A new research study suggests that asthma may be over-diagnosed by up to 30 per cent in Canadian adults. The study, led by Ottawa researcher Dr. Shawn Aaron, examined 496 people from eight Canadian cities who reported receiving a diagnosis of asthma from a physician. When the individuals were retested for asthma using the accepted clinical guidelines, it was found that 30 per cent had no evidence of asthma. Two thirds of these individuals were able to safely stop taking asthma medications. The results are published in the November 18, 2008 edition of the Canadian Medical Association Journal.

"Our study suggests that there may be a substantial over-diagnosis of asthma in Canadian adults," said lead author Dr. Shawn Aaron, a Senior Scientist at the Ottawa Health Research Institute and Head of Respiratory Medicine at The Ottawa Hospital and the University of Ottawa. "This is a serious issue because asthma medications are expensive and they can have side effects. Also, an inappropriate diagnosis of asthma may obscure the true cause of a patient's symptoms."

The original goal of the study was to determine if obese people were more likely to be misdiagnosed with asthma, but the results showed that misdiagnosis was just as common in people of normal weight.

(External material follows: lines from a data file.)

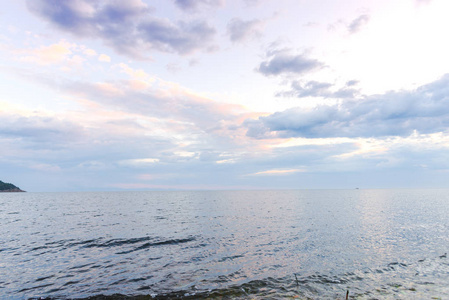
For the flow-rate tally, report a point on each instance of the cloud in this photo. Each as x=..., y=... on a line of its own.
x=42, y=129
x=358, y=23
x=286, y=63
x=424, y=110
x=126, y=26
x=51, y=54
x=239, y=30
x=320, y=89
x=104, y=58
x=278, y=172
x=183, y=38
x=192, y=5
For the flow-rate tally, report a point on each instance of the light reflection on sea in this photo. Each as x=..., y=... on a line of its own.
x=234, y=244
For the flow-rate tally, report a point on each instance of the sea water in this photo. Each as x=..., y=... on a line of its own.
x=304, y=244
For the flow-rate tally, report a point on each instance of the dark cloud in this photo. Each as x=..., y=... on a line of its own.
x=285, y=63
x=425, y=110
x=239, y=30
x=192, y=5
x=126, y=26
x=358, y=23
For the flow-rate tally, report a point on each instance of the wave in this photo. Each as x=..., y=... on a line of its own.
x=146, y=242
x=424, y=279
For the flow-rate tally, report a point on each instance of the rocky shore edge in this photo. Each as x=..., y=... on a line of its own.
x=9, y=188
x=15, y=190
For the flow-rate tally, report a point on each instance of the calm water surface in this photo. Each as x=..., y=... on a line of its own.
x=378, y=244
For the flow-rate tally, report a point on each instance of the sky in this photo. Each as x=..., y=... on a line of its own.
x=117, y=95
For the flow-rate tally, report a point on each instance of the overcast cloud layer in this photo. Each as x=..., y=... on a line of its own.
x=214, y=94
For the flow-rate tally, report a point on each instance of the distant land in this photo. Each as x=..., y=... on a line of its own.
x=8, y=188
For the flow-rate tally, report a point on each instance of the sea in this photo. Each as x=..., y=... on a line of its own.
x=268, y=244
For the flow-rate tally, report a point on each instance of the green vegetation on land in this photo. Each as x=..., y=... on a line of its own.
x=8, y=187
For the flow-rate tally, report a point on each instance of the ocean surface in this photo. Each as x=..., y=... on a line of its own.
x=298, y=244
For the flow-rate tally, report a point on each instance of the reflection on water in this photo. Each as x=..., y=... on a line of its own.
x=235, y=244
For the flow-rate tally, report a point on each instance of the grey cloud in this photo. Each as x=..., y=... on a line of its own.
x=126, y=26
x=191, y=5
x=358, y=23
x=239, y=30
x=285, y=63
x=425, y=110
x=183, y=38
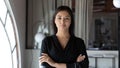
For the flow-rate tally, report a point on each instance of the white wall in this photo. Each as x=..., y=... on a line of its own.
x=19, y=10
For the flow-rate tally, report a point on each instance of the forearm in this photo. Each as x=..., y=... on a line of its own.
x=59, y=65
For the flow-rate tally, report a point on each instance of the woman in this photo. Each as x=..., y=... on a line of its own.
x=63, y=49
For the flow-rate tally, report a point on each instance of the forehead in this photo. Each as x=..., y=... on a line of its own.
x=62, y=13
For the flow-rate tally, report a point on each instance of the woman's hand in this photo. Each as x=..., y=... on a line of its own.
x=47, y=59
x=80, y=58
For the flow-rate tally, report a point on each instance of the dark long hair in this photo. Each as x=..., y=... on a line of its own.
x=64, y=8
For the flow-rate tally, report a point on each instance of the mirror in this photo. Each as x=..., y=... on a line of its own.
x=98, y=28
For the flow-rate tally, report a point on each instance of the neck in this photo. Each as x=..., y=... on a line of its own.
x=63, y=34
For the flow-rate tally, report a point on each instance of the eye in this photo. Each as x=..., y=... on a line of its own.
x=59, y=18
x=67, y=18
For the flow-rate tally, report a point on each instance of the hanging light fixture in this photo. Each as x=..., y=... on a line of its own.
x=116, y=3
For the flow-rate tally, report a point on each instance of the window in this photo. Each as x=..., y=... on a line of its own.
x=9, y=49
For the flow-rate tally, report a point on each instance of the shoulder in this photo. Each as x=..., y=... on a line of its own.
x=47, y=38
x=78, y=39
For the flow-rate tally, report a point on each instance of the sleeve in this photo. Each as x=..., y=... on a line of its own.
x=82, y=64
x=44, y=50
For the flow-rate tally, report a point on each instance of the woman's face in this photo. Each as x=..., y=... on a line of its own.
x=63, y=20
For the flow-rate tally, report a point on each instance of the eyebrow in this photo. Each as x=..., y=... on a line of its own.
x=60, y=16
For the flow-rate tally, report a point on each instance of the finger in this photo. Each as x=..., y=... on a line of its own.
x=44, y=54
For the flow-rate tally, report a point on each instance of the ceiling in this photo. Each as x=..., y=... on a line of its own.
x=104, y=6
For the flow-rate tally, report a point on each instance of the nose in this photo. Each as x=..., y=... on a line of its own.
x=62, y=20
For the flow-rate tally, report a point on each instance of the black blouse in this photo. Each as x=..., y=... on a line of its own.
x=68, y=55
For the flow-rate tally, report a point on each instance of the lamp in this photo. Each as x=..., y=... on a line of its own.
x=116, y=3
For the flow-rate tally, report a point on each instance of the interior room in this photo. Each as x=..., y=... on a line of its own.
x=24, y=24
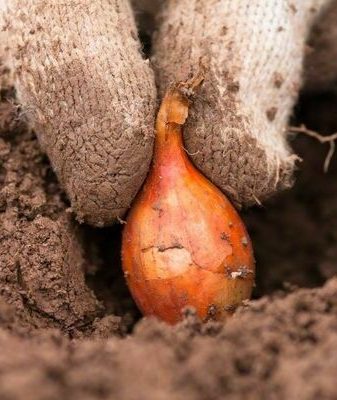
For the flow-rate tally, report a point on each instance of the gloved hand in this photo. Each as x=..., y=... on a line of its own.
x=91, y=96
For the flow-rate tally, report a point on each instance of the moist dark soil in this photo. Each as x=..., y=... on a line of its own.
x=70, y=330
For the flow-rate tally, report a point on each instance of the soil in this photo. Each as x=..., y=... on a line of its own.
x=69, y=328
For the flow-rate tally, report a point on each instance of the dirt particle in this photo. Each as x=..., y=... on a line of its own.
x=293, y=8
x=241, y=273
x=224, y=30
x=278, y=80
x=212, y=311
x=224, y=236
x=271, y=113
x=233, y=87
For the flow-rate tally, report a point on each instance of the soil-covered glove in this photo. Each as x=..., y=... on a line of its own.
x=89, y=95
x=253, y=52
x=91, y=98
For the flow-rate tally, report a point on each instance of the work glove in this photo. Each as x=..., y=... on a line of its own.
x=91, y=95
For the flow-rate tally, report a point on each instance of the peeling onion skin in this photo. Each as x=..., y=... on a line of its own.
x=184, y=243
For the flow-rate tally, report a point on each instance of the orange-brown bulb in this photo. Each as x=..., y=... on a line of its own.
x=184, y=244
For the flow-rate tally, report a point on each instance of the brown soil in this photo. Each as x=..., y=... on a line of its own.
x=68, y=327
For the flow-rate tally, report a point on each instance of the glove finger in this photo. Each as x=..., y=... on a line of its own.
x=253, y=53
x=89, y=95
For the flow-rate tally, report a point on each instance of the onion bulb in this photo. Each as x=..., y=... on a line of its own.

The prevalence of asthma in Canada and America is five per cent overall, and 10 per cent for obese people. The overall prevalence has nearly doubled in the last 20 years.

"Asthma is a chronic disease that impacts people's quality of life. Because of the increasing number of cases, researchers have been examining diagnostic procedures to ensure that asthma is not being over-diagnosed and over-treated," said Dr. Peter Liu, Scientific Director of the Canadian Institutes of Health Research Institute of Circulatory and Respiratory Health.

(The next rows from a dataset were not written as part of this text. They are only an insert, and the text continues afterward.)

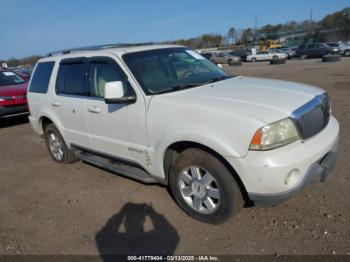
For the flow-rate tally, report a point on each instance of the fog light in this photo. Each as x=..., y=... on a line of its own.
x=292, y=177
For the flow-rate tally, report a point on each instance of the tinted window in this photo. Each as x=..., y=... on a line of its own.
x=41, y=77
x=10, y=78
x=71, y=78
x=103, y=71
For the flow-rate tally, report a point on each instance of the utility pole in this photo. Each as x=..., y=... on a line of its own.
x=256, y=29
x=311, y=13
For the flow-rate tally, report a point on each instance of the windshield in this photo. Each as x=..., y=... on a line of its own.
x=163, y=69
x=10, y=78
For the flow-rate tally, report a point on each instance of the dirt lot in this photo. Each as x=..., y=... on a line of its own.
x=48, y=208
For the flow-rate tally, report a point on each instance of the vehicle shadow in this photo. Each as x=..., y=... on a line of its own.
x=125, y=233
x=13, y=121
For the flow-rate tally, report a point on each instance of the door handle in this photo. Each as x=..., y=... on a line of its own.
x=94, y=109
x=55, y=103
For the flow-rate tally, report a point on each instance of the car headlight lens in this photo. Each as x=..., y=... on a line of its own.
x=274, y=135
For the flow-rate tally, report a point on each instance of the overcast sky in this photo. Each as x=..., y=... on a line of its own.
x=29, y=27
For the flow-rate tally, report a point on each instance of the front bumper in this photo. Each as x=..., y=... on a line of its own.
x=7, y=111
x=318, y=171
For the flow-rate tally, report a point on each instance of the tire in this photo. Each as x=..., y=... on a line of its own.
x=277, y=61
x=226, y=199
x=57, y=147
x=331, y=58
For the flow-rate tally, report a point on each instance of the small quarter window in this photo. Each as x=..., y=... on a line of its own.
x=103, y=71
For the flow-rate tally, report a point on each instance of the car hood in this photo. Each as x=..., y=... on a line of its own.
x=263, y=99
x=13, y=90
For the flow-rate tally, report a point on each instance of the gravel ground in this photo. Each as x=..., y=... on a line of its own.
x=48, y=208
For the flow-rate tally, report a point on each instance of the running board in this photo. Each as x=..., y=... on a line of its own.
x=116, y=167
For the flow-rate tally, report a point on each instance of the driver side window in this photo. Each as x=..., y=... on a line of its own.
x=103, y=70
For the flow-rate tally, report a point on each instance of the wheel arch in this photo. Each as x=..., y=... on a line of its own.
x=45, y=119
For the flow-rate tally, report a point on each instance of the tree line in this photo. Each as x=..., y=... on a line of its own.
x=336, y=22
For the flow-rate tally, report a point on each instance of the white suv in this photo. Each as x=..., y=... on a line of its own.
x=165, y=114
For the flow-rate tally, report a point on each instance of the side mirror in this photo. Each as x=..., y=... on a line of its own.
x=114, y=94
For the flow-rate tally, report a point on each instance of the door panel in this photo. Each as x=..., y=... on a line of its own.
x=115, y=129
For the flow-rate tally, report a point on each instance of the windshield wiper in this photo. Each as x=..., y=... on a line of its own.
x=217, y=79
x=178, y=87
x=186, y=86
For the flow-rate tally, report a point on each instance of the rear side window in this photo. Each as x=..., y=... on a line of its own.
x=41, y=78
x=71, y=78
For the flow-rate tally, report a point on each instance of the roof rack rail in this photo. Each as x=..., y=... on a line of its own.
x=96, y=47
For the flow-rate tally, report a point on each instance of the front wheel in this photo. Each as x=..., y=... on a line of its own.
x=57, y=147
x=203, y=187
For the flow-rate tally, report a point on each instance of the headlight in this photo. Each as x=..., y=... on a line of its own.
x=274, y=135
x=6, y=98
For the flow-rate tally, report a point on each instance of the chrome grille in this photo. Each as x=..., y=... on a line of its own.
x=312, y=117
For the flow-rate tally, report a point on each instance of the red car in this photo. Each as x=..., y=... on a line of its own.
x=13, y=94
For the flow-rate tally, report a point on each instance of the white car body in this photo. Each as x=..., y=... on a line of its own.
x=222, y=116
x=265, y=56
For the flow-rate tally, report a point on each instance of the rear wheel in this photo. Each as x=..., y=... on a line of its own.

Previous research has suggested that asthma is often diagnosed by family physicians solely on the basis of symptoms, despite the fact that clinical guidelines recommend using a spirometer to objectively measure lung volume and airway flow. A spirometer costs a few thousand dollars and can be set up fairly easily in any clinic.

"The message for patients is that if you've been diagnosed with asthma and you have not had a spirometry test, you should ask your physician for one," said Dr. Aaron. "The other important message is that asthma can be deadly, so you should never stop taking a medication without consulting a physician."